The distance field in the HybridVector.near_text doesn’t filter contrary to the near_text search. Is this the desired behavior or a bug? This issue seems to implement the same behavior as the near_text search. Improve Hybrid Search · Issue #4325 · weaviate/weaviate · GitHub

For me, objects with a distance superior to this parameter should be filtered out of the results (independently of the fusion score). In my case, the ability to filter the results with the near_text distance is useful, as we don’t have the vector distance and the BM25 score returned.

The results I got with the code in the Any additional Information section.

== Near text ==
no distance limit
QueryReturn(objects=[Object(uuid=_WeaviateUUIDInt('35ddc998-e530-44a2-8b6a-e65dc8cb9afb'), metadata=MetadataReturn(creation_time=None, last_update_time=None, distance=0.11371487379074097, certainty=None, score=None, explain_score=None, is_consistent=None, rerank_score=None), properties={'title': 'article'}, references=None, vector={}, collection='Article')])
== Near text ==
distance limit 0.1
QueryReturn(objects=[])
== Hybrid search ==
distance limit 0.1
QueryReturn(objects=[Object(uuid=_WeaviateUUIDInt('35ddc998-e530-44a2-8b6a-e65dc8cb9afb'), metadata=MetadataReturn(creation_time=None, last_update_time=None, distance=None, certainty=None, score=None, explain_score=None, is_consistent=None, rerank_score=None), properties={'title': 'article'}, references=None, vector={}, collection='Article')])

I would like a way to obtain the same result from the near_text search with the distance limit applied to the hybrid search. For example, with the scores returned after an hybrid search we would be able to apply an post filtering.

Server Setup Information

  • Weaviate Server Version: 1.26.4
  • Deployment Method: docker
  • Multi Node?
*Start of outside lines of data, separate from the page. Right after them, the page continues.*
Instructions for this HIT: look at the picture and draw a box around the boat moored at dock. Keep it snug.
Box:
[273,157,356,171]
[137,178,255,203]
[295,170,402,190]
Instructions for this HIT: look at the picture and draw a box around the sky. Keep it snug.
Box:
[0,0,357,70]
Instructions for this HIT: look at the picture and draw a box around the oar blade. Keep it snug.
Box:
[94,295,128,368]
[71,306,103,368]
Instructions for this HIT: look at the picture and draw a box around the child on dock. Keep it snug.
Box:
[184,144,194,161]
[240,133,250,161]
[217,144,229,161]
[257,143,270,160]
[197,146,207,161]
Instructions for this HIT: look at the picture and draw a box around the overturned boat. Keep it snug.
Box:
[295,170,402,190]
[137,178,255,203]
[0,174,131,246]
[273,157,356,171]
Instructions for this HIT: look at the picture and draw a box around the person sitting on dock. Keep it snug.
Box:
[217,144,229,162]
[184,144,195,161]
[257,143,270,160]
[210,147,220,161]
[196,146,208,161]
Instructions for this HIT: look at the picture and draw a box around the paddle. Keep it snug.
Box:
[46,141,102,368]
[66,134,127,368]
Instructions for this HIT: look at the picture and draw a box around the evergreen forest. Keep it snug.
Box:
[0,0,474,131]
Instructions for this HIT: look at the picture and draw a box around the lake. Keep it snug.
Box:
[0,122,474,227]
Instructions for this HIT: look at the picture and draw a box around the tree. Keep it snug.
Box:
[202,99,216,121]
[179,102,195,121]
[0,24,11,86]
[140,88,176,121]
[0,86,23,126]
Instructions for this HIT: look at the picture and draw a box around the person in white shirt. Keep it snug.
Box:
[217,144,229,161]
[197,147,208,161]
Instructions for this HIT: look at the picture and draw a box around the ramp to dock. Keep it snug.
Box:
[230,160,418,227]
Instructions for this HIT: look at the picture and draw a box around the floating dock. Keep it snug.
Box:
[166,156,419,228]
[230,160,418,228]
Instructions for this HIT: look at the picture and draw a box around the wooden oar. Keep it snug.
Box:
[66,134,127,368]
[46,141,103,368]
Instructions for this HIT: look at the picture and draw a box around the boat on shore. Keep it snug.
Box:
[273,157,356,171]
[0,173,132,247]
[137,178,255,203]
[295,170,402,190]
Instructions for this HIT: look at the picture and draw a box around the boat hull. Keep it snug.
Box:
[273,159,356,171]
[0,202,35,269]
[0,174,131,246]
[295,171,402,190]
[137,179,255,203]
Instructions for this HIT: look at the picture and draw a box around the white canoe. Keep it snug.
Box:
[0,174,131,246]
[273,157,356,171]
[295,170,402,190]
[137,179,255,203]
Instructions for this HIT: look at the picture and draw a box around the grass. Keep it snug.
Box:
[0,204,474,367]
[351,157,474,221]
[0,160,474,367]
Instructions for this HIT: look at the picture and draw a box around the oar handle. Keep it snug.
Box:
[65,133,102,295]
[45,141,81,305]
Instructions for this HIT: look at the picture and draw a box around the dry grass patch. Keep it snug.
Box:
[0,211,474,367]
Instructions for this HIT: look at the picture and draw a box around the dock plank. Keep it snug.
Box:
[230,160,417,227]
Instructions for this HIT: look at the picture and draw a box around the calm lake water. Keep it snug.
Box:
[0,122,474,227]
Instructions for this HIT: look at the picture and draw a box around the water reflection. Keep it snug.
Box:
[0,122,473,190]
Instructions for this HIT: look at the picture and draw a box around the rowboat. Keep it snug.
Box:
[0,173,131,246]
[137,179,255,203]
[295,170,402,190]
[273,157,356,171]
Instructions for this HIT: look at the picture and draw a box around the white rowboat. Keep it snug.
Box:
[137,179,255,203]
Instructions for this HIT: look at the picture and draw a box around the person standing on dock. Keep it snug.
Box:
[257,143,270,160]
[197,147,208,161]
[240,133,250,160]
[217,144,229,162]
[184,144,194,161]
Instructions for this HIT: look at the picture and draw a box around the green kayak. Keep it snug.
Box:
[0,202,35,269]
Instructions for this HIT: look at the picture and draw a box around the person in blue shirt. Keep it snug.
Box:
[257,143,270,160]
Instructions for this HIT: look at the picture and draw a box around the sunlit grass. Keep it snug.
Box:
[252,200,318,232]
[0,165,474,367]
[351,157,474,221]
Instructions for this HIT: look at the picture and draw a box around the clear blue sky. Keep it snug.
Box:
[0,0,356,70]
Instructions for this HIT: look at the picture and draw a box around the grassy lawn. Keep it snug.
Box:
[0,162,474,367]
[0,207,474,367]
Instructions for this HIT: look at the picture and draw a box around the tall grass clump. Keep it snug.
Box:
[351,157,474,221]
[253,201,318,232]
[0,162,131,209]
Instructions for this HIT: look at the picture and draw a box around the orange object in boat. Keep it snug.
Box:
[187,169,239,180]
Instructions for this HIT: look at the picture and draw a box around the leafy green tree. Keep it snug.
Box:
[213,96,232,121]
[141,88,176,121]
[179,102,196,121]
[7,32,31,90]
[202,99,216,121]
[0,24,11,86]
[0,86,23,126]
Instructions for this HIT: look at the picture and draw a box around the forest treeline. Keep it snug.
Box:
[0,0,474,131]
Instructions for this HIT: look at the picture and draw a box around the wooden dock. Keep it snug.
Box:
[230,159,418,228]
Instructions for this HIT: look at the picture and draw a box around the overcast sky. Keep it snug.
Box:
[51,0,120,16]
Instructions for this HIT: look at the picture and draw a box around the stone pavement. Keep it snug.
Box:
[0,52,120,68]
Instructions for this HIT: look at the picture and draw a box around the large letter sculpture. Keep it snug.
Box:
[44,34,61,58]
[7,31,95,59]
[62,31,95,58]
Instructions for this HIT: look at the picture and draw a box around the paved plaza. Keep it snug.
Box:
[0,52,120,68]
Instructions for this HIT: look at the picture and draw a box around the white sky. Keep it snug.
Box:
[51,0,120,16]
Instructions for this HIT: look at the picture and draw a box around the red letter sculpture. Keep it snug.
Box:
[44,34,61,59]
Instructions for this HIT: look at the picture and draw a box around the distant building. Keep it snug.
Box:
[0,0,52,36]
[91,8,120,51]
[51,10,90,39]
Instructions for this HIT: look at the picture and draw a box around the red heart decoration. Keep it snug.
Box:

Number of Running Nodes: No
  • Client Language and Version: python weaviate-client-4.8.1
  • Multitenancy?: No

Any additional Information

# setup.py
import os

import weaviate
from dotenv import load_dotenv
from weaviate.classes.config import Configure, DataType, Property

load_dotenv()

client = weaviate.connect_to_local(
    headers={"X-Azure-Api-Key": os.getenv("AZURE_API_KEY")}
)

client.collections.delete("Article")
client.collections.create(
    "Article",
    properties=[
        Property(name="title", data_type=DataType.TEXT),
    ],
    vectorizer_config=Configure.Vectorizer.text2vec_azure_openai(
        base_url=os.environ.get("AZURE_BASE"),
        resource_name=os.environ.get("AZURE_RESOURCE_NAME"),
        deployment_id=os.environ.get("AZURE_DEPLOYMENT_ID"),
        vectorize_collection_name=False,
    ),
)

article = client.collections.get("Article")
article.data.insert(
    properties={
        "title": "article",
    },
)
import os

import weaviate
from dotenv import load_dotenv
from weaviate.classes.query import HybridFusion, HybridVector, MetadataQuery, Move

load_dotenv()
client = weaviate.connect_to_local(
    headers={"X-Azure-Api-Key": os.getenv("AZURE_API_KEY")}
)

article = client.collections.get("Article")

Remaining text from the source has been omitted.